“I had better go with you to see the vicar, then,” he said to me, and we left the room, whose windows looked south, over the meadows, the room where dainty little water-colours, and beautiful bits of embroidery, and empty flower vases, and two dirty novels from the town library, and the closed piano, and the odd cups, and the chipped spout of the teapot causing stains on the cloth—all told one story.

We went to the joiner’s and ordered the coffin, and the doctor had a glass of whisky on it; the graveyard fees were paid, and the doctor sealed the engagement with a drop of brandy; the vicar’s port completed the doctor’s joviality, and we went home.

This time the disquiet in the little woman’s dark eyes could not dispel the doctor’s merriment. He rattled away, and she nervously twisted her wedding ring. He insisted on driving us to the station, in spite of our alarm.

“But you will be quite safe with him,” said his wife, in her caressing Highland speech. When she shook hands at parting I noticed the hardness of the little palm;—and I have always hated an old, black alpaca dress.

It is such a long way home from the station at Eberwich. We rode part way in the bus; then we walked. It is a very long way for my mother, when her steps are heavy with trouble.

Rebecca was out by the rhododendrons looking for us.

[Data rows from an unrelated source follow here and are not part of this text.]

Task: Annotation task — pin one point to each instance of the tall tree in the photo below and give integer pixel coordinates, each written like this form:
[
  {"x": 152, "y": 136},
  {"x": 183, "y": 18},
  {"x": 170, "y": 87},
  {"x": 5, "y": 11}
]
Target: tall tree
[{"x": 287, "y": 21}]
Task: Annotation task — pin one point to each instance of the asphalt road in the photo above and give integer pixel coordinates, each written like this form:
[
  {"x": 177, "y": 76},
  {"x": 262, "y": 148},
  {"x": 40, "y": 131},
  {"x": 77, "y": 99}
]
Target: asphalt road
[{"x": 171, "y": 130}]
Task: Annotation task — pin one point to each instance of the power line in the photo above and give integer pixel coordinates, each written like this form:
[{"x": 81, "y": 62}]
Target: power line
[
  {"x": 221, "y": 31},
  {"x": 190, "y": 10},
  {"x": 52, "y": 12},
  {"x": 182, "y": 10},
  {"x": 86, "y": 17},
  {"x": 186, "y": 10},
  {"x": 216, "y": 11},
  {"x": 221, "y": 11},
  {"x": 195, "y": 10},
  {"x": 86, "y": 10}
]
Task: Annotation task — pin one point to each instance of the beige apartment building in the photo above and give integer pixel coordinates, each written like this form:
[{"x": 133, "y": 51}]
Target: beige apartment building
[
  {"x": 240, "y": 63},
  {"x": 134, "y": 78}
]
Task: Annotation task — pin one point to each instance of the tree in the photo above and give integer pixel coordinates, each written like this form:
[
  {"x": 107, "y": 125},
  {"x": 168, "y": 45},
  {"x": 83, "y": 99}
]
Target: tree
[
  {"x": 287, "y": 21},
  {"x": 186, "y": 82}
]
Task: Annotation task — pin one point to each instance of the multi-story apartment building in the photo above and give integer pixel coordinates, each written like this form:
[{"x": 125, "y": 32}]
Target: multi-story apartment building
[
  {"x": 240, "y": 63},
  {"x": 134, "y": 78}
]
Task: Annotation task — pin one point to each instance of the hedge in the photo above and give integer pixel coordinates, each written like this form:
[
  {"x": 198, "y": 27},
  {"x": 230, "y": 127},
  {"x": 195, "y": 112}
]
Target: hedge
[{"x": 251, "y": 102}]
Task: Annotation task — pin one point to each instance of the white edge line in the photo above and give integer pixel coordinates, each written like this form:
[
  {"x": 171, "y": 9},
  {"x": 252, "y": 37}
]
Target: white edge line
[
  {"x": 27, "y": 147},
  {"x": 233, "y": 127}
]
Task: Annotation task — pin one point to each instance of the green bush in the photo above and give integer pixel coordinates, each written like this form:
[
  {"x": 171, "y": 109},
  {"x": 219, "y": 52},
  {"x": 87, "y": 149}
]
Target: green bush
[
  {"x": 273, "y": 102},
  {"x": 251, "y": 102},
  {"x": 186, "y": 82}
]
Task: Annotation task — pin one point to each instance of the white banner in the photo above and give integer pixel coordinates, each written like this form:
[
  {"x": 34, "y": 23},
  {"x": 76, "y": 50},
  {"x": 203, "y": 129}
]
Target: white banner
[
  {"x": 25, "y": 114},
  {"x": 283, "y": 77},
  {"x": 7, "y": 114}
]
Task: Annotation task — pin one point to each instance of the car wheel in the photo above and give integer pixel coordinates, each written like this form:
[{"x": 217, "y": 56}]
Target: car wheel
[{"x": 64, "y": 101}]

She hurried to us all solicitous, and asked mother if she had had tea.

“But you’ll do with another cup,” she said, and ran back into the house.

She came into the dining-room to take my mother’s bonnet and coat. She wanted us to talk; she was distressed on my mother’s behalf; she noticed the blackness that lay under her eyes, and she fidgeted about, unwilling to ask anything, yet uneasy and anxious to know.

“Lettie has been home,” she said.

“And gone back again?” asked mother.